Baraguá, marzo 15, 1878. Cara a cara se vieron la sombra y la luz bajo aquellos mangos «baratos» –soñados así por un forastero con grado de general– que llegó al sitio para cogerlos «bajitos», como lo hizo antes en México, Marruecos, y en su propia España, frente a la llamada «resistencia carlista» de Cataluña y Navarra; contiendas todas de las que, con ayuda de sobornos, intrigas, fusilería y discursos edulcorados, su sable colonizador emergió victorioso; smart power (poder inteligente) le llaman hoy a esa doctrina.
Astuto sin dudas, Arsenio Martínez Campos comprendió que no lograría una victoria militar sobre las huestes mambisas cubanas. Entonces optó por el smart power ibérico, receta de la que tan buenos dividendos había obtenido en otras geografías. Pensaba que la estratagema funcionaría en la Isla, que en Baraguá se repetiría la doblez de un poco más de 30 días antes en el Zanjón, que bastaría con halagos y un discursito de falsa apariencia.
«Basta de sacrificios y de sangre; bastante han hecho ustedes asombrando al mundo con su tenacidad y decisión», elogió Martínez Campos, tras ponderar el valor y la juventud de un joven de 32 años, que desde el bando insurrecto lo miraba en aparente calma.
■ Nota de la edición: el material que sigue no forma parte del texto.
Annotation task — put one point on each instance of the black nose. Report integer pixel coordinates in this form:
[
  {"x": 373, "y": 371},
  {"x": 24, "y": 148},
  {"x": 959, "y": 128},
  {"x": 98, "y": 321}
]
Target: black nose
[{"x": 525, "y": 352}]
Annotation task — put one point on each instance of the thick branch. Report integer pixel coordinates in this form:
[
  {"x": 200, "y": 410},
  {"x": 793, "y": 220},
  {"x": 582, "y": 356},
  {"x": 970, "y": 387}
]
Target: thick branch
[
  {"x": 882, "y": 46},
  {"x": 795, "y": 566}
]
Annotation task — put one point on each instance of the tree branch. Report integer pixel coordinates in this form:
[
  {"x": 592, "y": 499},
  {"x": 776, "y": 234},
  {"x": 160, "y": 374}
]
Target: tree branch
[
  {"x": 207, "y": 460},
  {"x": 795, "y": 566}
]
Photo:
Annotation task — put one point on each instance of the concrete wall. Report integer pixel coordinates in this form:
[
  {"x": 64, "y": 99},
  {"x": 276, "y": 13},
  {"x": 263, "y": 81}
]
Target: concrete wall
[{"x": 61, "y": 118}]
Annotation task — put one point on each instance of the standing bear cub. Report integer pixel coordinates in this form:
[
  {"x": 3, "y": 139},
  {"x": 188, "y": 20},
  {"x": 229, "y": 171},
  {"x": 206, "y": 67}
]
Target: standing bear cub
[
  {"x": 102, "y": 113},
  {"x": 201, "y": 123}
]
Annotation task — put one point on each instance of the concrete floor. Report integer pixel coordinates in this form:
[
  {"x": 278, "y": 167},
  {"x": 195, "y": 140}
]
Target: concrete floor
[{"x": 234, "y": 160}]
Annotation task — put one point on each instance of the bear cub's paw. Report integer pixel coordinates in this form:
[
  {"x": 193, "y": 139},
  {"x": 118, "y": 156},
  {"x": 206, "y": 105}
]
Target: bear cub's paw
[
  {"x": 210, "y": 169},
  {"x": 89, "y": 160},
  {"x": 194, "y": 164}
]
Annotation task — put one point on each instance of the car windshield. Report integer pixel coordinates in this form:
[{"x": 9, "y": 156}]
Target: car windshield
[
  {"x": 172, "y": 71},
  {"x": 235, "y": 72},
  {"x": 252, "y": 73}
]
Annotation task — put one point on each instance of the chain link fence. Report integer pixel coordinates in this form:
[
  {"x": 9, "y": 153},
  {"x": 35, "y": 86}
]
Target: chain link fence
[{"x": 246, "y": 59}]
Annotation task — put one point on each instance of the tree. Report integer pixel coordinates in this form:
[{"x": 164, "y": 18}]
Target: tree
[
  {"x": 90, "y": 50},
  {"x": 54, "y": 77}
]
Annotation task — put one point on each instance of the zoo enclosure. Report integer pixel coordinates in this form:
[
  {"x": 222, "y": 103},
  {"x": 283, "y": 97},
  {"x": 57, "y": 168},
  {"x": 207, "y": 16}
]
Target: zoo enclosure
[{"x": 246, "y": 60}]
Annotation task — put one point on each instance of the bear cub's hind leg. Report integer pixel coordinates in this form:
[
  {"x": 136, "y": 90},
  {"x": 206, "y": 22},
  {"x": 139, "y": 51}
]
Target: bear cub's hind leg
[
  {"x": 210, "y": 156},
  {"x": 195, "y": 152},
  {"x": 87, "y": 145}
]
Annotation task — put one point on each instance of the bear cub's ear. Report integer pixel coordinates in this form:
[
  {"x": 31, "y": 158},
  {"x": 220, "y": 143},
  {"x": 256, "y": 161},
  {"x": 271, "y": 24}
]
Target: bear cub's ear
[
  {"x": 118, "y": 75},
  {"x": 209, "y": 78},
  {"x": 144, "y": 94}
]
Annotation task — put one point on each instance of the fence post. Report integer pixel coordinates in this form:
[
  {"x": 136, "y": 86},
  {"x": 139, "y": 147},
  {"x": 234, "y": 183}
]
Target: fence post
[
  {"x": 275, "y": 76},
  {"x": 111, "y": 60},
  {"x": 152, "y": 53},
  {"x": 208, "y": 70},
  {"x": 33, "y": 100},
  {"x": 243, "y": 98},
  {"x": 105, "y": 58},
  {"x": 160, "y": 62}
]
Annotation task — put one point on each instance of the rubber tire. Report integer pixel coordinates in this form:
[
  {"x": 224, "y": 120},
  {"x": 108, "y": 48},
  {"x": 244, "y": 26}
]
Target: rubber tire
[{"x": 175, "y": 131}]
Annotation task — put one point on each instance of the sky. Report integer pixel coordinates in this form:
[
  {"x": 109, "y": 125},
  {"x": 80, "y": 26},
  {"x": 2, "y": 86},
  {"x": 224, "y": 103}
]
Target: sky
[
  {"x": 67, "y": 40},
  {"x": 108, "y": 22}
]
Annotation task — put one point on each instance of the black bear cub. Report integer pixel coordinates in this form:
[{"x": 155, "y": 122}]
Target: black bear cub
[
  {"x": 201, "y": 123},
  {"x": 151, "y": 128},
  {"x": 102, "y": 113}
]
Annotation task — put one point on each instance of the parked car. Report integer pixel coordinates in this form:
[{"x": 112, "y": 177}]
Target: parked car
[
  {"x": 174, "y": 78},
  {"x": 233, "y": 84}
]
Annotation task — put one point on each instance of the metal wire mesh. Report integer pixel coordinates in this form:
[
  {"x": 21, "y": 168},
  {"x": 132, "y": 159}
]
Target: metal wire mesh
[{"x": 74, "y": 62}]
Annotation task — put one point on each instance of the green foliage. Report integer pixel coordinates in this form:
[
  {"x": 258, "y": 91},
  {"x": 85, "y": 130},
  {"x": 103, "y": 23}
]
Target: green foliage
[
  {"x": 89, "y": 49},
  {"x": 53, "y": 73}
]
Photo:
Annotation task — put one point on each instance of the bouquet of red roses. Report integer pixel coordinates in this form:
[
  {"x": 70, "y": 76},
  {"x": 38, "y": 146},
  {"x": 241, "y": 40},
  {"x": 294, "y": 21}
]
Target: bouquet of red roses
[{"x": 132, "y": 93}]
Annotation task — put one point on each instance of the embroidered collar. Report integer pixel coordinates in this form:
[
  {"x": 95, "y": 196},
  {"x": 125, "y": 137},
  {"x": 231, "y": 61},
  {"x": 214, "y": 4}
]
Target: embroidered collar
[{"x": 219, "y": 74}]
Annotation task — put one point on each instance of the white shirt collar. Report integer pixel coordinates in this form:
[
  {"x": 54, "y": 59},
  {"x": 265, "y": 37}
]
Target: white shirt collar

«Ha llegado el momento de que nuestras diferencias tengan término y, cubanos y españoles, nos propongamos levantar a este país de la postración en que diez años de cruda guerra lo han sumido», prosiguió el astuto gendarme colonialista, mientras su mano se extendía con el documento de la enmascarada claudicación de los patriotas.
Entonces se hizo la luz que oscureció su esperanza: « ¡Guarde usted ese documento, no queremos saber nada de él», ripostó como un rayo el general mambí. Y a una pregunta del «pacificador» desconcertado, el tajante no: «No nos entendemos», ripostó más enfático Antonio Maceo.
Después de eso, y hasta hoy, las horas de peligro para Cuba no han sido pocas; y en ninguna faltaron arribistas, plattistas, anexionistas, zanjoneros que, en busca de fama, plata y comodidad, cumplen la orden de calumniar a la patria, la venden, y hasta piden para ella una agresión.
Pobres. En cada intento les aparece un Baraguá, que no es un punto en este archipiélago, sino un país todo; una voz que tampoco es la de un hombre, sino de un pueblo entero: ¡Guarde usted esa farsa, «no nos entendemos»!